On April 4, 1973, 49 years ago, the World Trade Center, commonly known as the “Twin Towers,” opened in New York City. 

The North and South Towers of the World Trade Center opened at a troubling time in New York history. Plagued by economic recession and reeling from the effects of suburban sprawl, the island of Manhattan was a nightmare for many, with Central Park being home to murders and drug deals, and the city facing bankruptcy. When the Big Apple looked for federal aid, President Ford infamously told New York to “drop dead.”  

While many thought the city was on its last leg, the towers defied the times and brought New Yorkers a newfound sense of pride, surpassing the Empire State Building to become the tallest building in the world. Though it would only hold the title for one year — surpassed by the Sears Tower in Chicago — the towers would immediately become a dominant feature of the Lower Manhattan skyline. When the prosperous years of the late 1980s and 1990s brought about a New York Renaissance, the towers were still there.
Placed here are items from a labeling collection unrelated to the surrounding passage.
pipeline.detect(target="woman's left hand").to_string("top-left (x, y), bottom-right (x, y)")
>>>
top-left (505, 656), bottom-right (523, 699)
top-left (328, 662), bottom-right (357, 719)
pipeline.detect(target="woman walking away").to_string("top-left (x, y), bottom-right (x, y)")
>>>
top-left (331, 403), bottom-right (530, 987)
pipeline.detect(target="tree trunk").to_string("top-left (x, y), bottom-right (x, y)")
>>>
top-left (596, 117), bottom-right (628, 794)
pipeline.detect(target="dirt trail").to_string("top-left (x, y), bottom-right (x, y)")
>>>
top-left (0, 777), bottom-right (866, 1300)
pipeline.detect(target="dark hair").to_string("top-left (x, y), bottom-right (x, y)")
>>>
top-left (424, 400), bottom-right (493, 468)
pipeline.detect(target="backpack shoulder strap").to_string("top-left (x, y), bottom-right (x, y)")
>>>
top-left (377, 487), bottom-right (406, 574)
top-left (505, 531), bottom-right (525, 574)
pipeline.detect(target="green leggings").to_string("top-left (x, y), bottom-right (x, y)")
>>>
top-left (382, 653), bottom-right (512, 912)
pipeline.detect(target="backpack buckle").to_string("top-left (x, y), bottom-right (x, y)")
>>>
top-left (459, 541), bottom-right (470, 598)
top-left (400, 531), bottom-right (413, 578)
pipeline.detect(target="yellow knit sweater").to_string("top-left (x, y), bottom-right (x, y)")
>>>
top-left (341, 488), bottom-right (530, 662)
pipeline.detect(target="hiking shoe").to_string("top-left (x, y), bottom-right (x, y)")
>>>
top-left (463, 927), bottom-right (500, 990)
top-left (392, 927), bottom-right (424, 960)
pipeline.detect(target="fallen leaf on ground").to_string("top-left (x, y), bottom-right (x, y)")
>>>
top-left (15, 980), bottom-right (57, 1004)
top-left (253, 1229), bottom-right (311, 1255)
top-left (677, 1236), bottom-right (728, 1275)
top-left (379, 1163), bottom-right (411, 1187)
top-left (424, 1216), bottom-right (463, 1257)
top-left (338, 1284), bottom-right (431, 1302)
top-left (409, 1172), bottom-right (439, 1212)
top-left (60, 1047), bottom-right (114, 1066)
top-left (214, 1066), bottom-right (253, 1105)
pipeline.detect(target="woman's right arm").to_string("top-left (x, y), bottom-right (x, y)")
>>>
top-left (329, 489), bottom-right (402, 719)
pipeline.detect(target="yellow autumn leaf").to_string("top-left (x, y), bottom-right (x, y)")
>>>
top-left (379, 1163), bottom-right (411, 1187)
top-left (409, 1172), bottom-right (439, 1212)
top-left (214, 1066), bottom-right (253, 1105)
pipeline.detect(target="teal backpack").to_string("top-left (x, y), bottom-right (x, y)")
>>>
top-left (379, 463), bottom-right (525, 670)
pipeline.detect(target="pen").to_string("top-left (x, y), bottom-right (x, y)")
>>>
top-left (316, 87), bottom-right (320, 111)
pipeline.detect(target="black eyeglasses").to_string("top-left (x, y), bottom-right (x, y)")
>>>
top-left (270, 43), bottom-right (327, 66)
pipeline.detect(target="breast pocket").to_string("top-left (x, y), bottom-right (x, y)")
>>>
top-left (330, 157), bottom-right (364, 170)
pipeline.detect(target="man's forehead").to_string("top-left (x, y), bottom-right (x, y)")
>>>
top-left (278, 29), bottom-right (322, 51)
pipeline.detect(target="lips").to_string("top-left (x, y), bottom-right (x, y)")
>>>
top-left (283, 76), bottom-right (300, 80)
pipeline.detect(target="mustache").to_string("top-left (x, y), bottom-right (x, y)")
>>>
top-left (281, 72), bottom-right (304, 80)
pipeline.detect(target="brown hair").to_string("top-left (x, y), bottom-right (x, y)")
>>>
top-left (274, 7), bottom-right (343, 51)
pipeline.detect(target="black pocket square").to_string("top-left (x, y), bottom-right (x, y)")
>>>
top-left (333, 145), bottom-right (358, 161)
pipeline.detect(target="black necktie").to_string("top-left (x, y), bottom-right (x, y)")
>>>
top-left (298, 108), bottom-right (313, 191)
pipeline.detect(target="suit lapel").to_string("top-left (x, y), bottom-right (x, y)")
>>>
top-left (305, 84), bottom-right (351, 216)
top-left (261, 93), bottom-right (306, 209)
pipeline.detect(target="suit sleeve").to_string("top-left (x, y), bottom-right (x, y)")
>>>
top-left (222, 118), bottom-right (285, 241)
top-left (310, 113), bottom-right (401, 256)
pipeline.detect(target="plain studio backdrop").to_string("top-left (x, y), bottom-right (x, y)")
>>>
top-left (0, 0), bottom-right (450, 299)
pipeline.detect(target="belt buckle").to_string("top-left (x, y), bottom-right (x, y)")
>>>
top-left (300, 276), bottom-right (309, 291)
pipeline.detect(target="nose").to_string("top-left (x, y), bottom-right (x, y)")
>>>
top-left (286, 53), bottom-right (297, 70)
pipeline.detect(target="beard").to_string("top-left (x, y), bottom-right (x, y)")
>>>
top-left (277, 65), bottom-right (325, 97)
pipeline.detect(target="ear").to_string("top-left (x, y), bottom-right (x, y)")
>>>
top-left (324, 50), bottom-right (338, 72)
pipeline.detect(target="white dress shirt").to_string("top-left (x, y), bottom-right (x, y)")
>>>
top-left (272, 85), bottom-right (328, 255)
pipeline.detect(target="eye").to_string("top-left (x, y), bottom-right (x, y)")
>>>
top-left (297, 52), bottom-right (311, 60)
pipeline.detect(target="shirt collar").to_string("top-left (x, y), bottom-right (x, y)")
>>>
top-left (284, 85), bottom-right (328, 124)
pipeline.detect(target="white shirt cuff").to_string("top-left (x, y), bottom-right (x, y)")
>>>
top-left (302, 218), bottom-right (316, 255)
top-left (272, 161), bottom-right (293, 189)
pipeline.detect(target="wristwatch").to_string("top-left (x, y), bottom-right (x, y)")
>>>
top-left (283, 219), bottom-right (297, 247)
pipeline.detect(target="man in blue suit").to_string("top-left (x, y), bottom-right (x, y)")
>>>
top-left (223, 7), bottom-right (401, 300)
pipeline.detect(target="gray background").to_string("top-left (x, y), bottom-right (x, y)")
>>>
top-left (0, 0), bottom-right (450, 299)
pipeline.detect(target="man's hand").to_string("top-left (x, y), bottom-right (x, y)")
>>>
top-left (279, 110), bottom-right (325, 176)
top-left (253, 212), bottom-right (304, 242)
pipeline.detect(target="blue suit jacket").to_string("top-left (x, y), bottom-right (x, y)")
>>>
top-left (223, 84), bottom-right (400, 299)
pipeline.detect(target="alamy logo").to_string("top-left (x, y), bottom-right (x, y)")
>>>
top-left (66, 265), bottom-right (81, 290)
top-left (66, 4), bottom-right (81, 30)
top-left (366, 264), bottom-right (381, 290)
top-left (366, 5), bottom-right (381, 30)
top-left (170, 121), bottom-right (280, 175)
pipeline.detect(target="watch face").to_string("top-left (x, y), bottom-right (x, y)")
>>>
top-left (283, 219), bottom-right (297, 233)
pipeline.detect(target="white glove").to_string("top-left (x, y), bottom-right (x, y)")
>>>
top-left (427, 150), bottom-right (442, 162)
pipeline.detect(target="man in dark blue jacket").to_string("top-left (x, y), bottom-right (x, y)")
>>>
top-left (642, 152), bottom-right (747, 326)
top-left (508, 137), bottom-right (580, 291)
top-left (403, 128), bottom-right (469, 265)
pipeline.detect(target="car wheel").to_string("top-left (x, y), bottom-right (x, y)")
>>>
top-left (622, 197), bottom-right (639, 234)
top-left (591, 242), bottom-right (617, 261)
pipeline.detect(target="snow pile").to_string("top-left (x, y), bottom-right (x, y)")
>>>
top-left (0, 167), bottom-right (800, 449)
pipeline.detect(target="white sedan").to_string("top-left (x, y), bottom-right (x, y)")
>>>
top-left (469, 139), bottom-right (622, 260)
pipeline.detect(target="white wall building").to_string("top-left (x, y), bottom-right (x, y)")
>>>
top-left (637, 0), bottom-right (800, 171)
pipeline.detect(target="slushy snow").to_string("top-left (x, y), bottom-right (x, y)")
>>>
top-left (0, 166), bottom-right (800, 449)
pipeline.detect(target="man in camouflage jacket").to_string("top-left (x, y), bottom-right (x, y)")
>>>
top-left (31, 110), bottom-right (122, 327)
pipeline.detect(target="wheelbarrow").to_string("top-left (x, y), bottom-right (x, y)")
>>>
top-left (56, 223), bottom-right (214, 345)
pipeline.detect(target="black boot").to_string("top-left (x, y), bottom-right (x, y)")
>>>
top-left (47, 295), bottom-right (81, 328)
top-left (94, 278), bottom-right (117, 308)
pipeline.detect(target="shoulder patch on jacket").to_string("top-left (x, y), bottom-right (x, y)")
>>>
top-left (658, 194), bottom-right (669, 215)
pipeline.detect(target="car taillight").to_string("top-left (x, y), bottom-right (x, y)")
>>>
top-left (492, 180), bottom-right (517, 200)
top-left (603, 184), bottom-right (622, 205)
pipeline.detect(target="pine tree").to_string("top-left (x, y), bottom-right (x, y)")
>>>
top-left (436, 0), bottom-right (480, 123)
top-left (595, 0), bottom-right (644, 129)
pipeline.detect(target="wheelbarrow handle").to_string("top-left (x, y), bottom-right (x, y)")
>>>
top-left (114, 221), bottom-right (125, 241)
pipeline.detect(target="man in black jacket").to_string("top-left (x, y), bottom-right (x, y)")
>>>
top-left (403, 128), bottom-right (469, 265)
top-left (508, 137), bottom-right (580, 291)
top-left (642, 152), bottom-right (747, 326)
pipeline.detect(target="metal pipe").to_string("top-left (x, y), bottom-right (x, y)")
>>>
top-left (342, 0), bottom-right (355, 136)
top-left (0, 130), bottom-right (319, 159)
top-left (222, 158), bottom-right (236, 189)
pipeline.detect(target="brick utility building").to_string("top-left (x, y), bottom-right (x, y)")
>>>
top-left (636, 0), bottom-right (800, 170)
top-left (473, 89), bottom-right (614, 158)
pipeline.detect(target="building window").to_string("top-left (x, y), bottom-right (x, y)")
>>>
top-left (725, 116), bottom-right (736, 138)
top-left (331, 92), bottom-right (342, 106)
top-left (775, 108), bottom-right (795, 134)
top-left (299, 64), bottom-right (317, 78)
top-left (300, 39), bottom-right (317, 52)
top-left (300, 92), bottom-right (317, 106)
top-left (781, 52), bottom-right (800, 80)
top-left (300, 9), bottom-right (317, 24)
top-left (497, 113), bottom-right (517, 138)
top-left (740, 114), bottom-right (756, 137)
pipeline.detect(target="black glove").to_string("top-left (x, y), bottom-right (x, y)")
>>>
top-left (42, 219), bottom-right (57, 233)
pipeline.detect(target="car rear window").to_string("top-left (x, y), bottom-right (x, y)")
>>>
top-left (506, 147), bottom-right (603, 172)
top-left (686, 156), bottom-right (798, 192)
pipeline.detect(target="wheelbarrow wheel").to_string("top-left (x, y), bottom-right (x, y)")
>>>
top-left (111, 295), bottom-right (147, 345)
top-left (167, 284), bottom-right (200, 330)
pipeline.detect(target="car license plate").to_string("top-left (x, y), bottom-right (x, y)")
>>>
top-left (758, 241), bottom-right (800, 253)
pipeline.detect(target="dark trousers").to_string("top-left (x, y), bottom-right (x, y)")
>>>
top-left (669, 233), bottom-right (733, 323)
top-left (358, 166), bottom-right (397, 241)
People around the world recognized the World Trade Center with every establishing shot of any New York-based film or series. From “Friends” to “Sex and the City,” the towers could always be recognized as the biggest buildings of the biggest city in America. 

While Sept. 11, 2001 saw the final stand of 1973’s World Trade Center, the towers are still alive in the city and nation’s memory, now serving as a testament to the strength of a people who overcame a tremendous sorrow. Every year on the evening of Sept. 11, the Tribute in Light, a series of 88 searchlights aimed at the sky, recreates the towers’ effect on the New York skyline to honor what was lost.